Third experiment: hardware

We performed the experiment using a Meta Quest Pro head-mounted display (HMD) with a horizontal field of view of \(106^\circ\), a vertical field of view of \(96^\circ\), a resolution of 1800x1920 pixels per eye, and a frame rate of 90 fps. Participants could answer the questions using the joystick in a Meta Quest controller. The Meta Quest Pro is provided with inside-out tracking and integrated eye tracking, allowing us to log head and gaze data.

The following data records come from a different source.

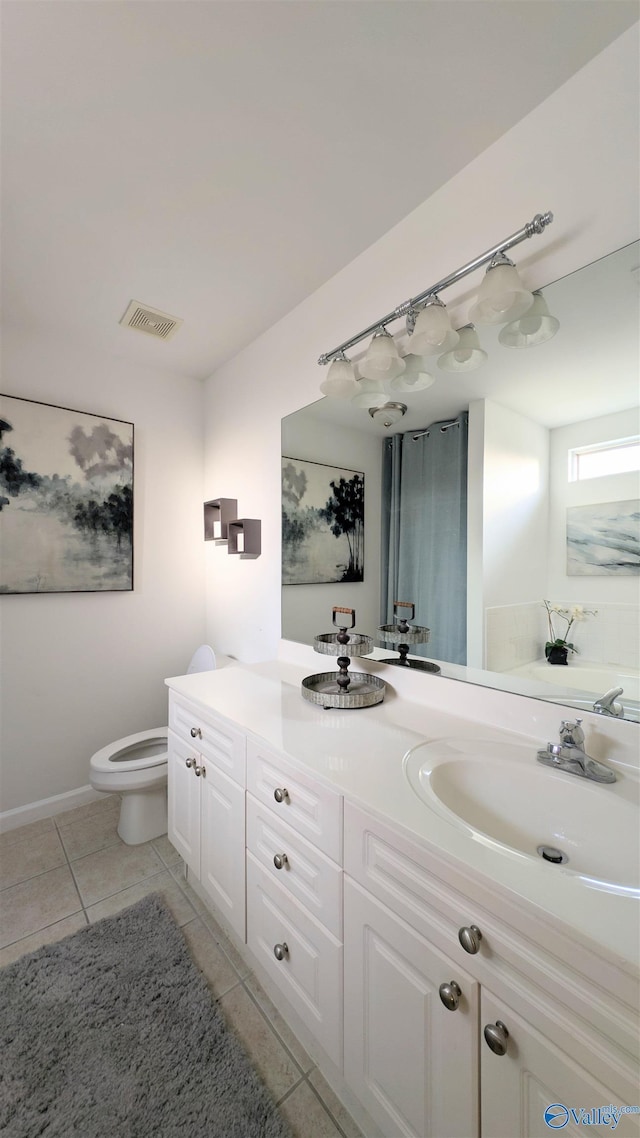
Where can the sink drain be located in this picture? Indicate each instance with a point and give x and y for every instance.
(550, 854)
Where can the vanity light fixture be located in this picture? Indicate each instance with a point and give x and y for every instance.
(388, 414)
(535, 327)
(467, 355)
(383, 360)
(245, 537)
(219, 512)
(415, 377)
(502, 298)
(431, 329)
(339, 382)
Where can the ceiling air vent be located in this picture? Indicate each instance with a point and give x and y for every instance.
(149, 320)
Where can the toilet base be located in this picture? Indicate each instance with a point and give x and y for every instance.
(142, 815)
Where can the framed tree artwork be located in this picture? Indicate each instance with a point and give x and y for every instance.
(66, 500)
(322, 524)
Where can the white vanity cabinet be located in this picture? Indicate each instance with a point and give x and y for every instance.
(423, 1068)
(206, 805)
(294, 891)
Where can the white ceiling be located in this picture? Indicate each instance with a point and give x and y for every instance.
(220, 159)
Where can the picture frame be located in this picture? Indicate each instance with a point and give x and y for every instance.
(604, 539)
(322, 524)
(66, 500)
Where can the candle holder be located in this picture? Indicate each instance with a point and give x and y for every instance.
(343, 689)
(403, 635)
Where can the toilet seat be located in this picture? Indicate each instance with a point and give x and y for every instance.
(112, 770)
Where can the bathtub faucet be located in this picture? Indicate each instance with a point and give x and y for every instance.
(569, 755)
(606, 703)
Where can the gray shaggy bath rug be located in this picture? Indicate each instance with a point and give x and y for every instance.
(113, 1033)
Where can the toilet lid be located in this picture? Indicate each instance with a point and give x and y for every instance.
(203, 660)
(133, 752)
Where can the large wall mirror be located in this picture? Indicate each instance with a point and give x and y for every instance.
(523, 529)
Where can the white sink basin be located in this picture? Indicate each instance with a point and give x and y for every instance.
(503, 797)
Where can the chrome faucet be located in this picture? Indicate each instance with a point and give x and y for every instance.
(568, 755)
(606, 703)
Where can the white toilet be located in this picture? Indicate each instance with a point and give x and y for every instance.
(136, 767)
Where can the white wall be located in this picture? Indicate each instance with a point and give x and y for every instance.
(306, 609)
(575, 154)
(81, 669)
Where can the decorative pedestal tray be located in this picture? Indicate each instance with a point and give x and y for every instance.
(343, 689)
(402, 635)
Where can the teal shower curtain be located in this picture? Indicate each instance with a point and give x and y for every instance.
(425, 533)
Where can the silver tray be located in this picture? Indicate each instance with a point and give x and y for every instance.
(363, 690)
(358, 644)
(415, 635)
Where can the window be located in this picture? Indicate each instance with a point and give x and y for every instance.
(615, 458)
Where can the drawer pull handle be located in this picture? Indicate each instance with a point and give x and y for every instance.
(450, 995)
(497, 1036)
(469, 939)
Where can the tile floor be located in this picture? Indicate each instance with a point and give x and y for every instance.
(63, 873)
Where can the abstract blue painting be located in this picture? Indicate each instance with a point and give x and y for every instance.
(66, 500)
(604, 539)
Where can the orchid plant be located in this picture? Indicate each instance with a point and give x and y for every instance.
(569, 616)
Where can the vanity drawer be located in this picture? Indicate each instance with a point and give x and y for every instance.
(303, 871)
(310, 970)
(216, 741)
(516, 955)
(314, 810)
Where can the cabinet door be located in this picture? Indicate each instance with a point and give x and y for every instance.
(222, 844)
(532, 1075)
(183, 826)
(410, 1061)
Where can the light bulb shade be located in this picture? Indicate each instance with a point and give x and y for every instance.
(433, 331)
(415, 377)
(467, 355)
(369, 393)
(339, 381)
(388, 413)
(383, 360)
(535, 327)
(501, 296)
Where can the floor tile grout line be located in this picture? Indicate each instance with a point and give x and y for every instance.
(275, 1030)
(290, 1090)
(327, 1107)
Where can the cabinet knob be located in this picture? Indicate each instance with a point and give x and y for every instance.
(450, 995)
(469, 939)
(497, 1036)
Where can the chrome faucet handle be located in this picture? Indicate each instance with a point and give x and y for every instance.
(572, 733)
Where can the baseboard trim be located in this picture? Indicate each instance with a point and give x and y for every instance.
(47, 807)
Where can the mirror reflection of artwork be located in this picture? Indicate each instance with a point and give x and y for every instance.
(604, 539)
(322, 524)
(66, 500)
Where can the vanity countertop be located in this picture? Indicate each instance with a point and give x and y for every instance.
(361, 752)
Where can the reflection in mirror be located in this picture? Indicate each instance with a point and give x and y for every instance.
(519, 517)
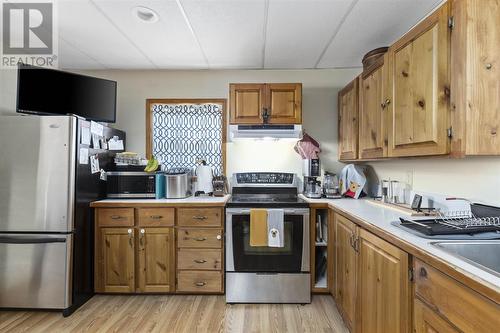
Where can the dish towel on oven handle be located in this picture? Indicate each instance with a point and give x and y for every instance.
(275, 227)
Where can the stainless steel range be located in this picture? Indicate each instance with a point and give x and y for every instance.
(267, 274)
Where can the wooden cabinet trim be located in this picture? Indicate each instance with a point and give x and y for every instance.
(199, 217)
(150, 264)
(348, 153)
(115, 217)
(155, 217)
(488, 291)
(199, 238)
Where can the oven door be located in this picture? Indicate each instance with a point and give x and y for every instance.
(292, 258)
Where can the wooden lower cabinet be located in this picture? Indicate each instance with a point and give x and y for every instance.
(454, 301)
(372, 286)
(115, 269)
(156, 259)
(428, 321)
(136, 250)
(383, 286)
(199, 282)
(345, 269)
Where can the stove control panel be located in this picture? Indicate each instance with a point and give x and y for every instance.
(265, 178)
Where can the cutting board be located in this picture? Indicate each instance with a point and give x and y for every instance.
(401, 208)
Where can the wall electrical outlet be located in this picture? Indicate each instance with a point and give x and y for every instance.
(409, 178)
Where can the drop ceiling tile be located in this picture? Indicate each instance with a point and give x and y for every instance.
(372, 24)
(71, 57)
(298, 31)
(87, 29)
(168, 42)
(230, 31)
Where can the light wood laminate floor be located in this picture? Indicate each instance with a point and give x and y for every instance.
(167, 313)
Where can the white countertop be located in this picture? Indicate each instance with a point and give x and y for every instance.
(188, 200)
(382, 218)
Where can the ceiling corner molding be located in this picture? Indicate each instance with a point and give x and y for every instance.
(195, 36)
(264, 32)
(335, 32)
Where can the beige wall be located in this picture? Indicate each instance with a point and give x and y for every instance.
(320, 89)
(475, 178)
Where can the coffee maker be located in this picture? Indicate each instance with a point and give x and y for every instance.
(311, 170)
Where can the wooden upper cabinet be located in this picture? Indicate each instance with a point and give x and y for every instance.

Third experiment: participants

Six participants (one identified herself as female, five identified themselves as male, and none of them identified as non-binary, other, or preferred not to say; average age 28 years old, \(STD = 3.16\)) voluntarily took part in the study and provided consent for participation. They were naïve about the final purpose of the experiment.

Third experiment: procedure

Participants sat on a non-rotating chair and were instructed not to lean forward or backward during the experiment, to keep them at a fixed distance of the virtual display. The experimental procedure was all designed in Unity 2020.3.32f1.

We followed a within-subjects experimental design, in which all participants got to see the eight modified images. The order of the trials was completely randomized to avoid habituation effects. Before starting the actual experiment, we introduced the upcoming procedure to participants, carefully explaining to them the procedure for each trial. Prior to each trial, the virtual display showed an empty, gray background, and the user was indicated which direction (i.e., which of the four quadrants) to look at. After that, the initial image appeared with a red cross in the center of the image. After a short time, the red cross blinked for two seconds, and disappeared. Participants were instructed to keep looking at the center of the cross until it completely disappeared, and then direct their gaze toward the direction that had been previously specified. During that period, we tracked their gaze position in real-time, ensuring that it fell in the region indicated by the red cross. If they got out of the region containing the red cross for more than 200 ms (note that an average human saccade usually lasts 100 ms^52,53), then the trial was marked as invalid.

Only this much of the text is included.